Anni starrte auf den Bildschirm ihres Laptops. Sie konnte es nicht fassen.

Warum hatte Christel ihrer leiblichen Mutter so etwas antun können? So ein Verbrechen? Unvorstellbar für Anni. Gerade Christel, ihre bis dato bekannte Mutter, hatte sie zu einem sozialen Menschen erzogen. Sie war mit Werten groß geworden. Jetzt stellt sich heraus, dass diese Frau sie entführt hatte. Von ihrer eigentlichen Familie entfernt. Aber warum?

 

Anni las weiter. Sie schaute sich die Fotos an und erkannte sich auf ihnen wieder. Selber hatte sie unzählige Kinderfotos, die ähnlich waren. 

„Mein Gott, es ist nicht zu glauben“, flüsterte sie vor sich hin, während sie weiter las.

 

Ihre Familie hatte alles in Bewegung gesetzt, die Medien wurden damals eingeschaltet. Überall war nach ihr gesucht worden und es hatte sogar einen öffentlichen Aufruf im TV gegeben. Ein letzter verzweifelter Hilfeschrei ihrer leiblichen Eltern.

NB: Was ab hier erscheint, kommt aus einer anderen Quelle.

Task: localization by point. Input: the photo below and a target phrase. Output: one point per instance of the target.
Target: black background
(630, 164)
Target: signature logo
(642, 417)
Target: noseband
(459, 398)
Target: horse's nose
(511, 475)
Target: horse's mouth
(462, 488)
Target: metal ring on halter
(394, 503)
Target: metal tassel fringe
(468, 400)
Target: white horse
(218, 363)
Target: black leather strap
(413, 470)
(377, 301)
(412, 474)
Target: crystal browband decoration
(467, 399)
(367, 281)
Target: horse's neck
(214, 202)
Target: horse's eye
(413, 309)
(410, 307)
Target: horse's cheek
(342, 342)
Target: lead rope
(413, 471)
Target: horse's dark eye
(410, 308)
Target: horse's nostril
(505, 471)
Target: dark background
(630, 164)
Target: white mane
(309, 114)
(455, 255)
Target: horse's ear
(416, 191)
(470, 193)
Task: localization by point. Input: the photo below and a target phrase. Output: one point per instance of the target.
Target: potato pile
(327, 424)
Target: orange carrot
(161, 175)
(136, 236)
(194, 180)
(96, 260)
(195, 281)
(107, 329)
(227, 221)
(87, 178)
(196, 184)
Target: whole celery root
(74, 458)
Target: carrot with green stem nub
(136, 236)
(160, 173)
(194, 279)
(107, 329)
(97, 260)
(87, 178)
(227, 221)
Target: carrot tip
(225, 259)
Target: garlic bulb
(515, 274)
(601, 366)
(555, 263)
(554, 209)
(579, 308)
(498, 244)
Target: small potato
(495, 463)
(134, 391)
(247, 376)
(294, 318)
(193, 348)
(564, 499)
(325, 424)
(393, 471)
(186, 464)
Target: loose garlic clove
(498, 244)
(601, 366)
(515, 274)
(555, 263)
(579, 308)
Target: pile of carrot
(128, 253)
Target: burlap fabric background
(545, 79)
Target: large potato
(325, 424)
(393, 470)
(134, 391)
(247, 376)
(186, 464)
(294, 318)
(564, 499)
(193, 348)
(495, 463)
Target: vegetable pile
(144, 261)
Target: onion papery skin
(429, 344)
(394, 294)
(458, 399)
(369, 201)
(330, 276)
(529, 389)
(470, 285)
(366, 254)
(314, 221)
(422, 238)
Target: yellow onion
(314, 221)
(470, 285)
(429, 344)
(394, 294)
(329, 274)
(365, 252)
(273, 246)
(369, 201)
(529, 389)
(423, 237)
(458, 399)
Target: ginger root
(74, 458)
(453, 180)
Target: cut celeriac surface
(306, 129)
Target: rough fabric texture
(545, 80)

Es hatte keine Spur gegeben und darum konnte der Fall nie gelöst werden.

 

Anni saß dort an dem Tisch in ihrer Wohnung und fröstelte. Ihre Gedanken kreisten.

„Was soll ich tun?“, fragte sie sich.

Ihre Eltern, die für sie ihre Eltern waren, lebten nicht mehr. Sie würde nie erfahren, welche Beweggründe es gegeben hatte, sie einfach zu entführen. Sie konnte keinen mehr fragen, dazu war es zu spät. Aber sie hatte noch eine Familie. Sie war nicht alleine. Anni gehörte zu einer Familie, die ihr noch fremd war. Wie würden sie reagieren? Sollte sie einfach dort hingehen? Und was sollte sie sagen? Während sie schwer ein- und ausatmete, spielten ihre Gedanken jede für sie denkbare Situation durch.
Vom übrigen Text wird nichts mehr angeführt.